Was This NFT Artist Wrong to Think She Could Be Exhibited at the Louvre?
Over this past weekend, the NFT artist Claire Silver had some of the worst few days of her life. She went from believing that her work would be exhibited at the Louvre, the world’s most visited museum, to getting a public bashing when it was revealed that that was not, in fact, the case. Branded as a scammer by those in the NFT community and a fool by everybody else, the reigning takeaway from commentators was that Silver should have never believed her works could be shown in the Louvre. But why not?
To start at the beginning: Silver, who recently got representation with major talent agency WME, was approached by the organizers of Paris Blockchain Week with an invitation to exhibit her art as part of the conference, scheduled for the end of March. In its fourth edition, Paris Blockchain Week is held at the Le Carrousel du Louvre, an underground shopping mall named after two near by landmarks, the Place du Carrousel and the Louvre.
Silver alleges that the organizers of Paris Blockchain Week misrepresented the location of their sponsored exhibit, making it sound as if Louvre were participating and her work would be displayed in the museum’s hallowed galleries. Excited at what she thought would be the peak event of her career, Silver tweeted out that she would be exhibiting at the Louvre. Soon after, Variety picked up the story. Incredulous as to the artist’s claims, Zachary Small, a frequent contributor to the New York Times, reached out to representatives of the Louvre who confirmed that the museum was not planning on exhibiting Silver’s work.
In a now deleted series of tweets, Silver wrote that Paris Blockchain Weekend had misrepresented the opportunity and that after the past two years, where artists in the NFT scene were granted sudden entree into the highest echelons of the art world, anything seemed possible.
Silver’s NFTs sold at Sotheby’s last year as part of a contemporary art day auction, and her work entered LACMA’s permanent collection earlier this year. Her peers have not just made gobs of money but have been the subjects of exhibitions at respected galleries like Pace and have been collected by major museums, including the Palais de Tokyo and the Institute of Contemporary Art, Miami. The Metropolitan Museum of Art, the British Museum, and the Uffizi Gallery have worked with NFT entrepreneurs to sell NFTs. Tezos is a leading partner for Art Basel’s four fairs around the world, and Art Basel’s parent company, MCH Group, has developed its own blockchain.

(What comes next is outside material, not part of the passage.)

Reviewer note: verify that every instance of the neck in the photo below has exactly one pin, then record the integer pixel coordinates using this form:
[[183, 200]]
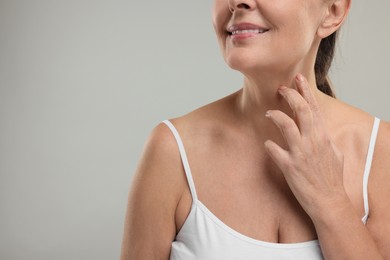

The come up was swift and extreme for artists who have operated outside of the art world for the majority of their careers. For Silver, the sudden change in fortune was even more marked. In her interview with Variety, she described having experienced childhood poverty in the “cornfield town” she grew up in, though she did not specify which one.
In the end, Silver was a victim of the ecosystem that made her. The fortunes of those in the NFT scene was made by harnessing a single, precious resource: hardcore believing. Artists and sellers of NFTs had to convince buyers that these pieces of digital art, mere JPEGs, could be worth something, and that meant a lot of evangelizing. Per the slew of press releases that have hit my inbox over the past three years, every project was the most exciting, most groundbreaking, most promising collection to have ever been created.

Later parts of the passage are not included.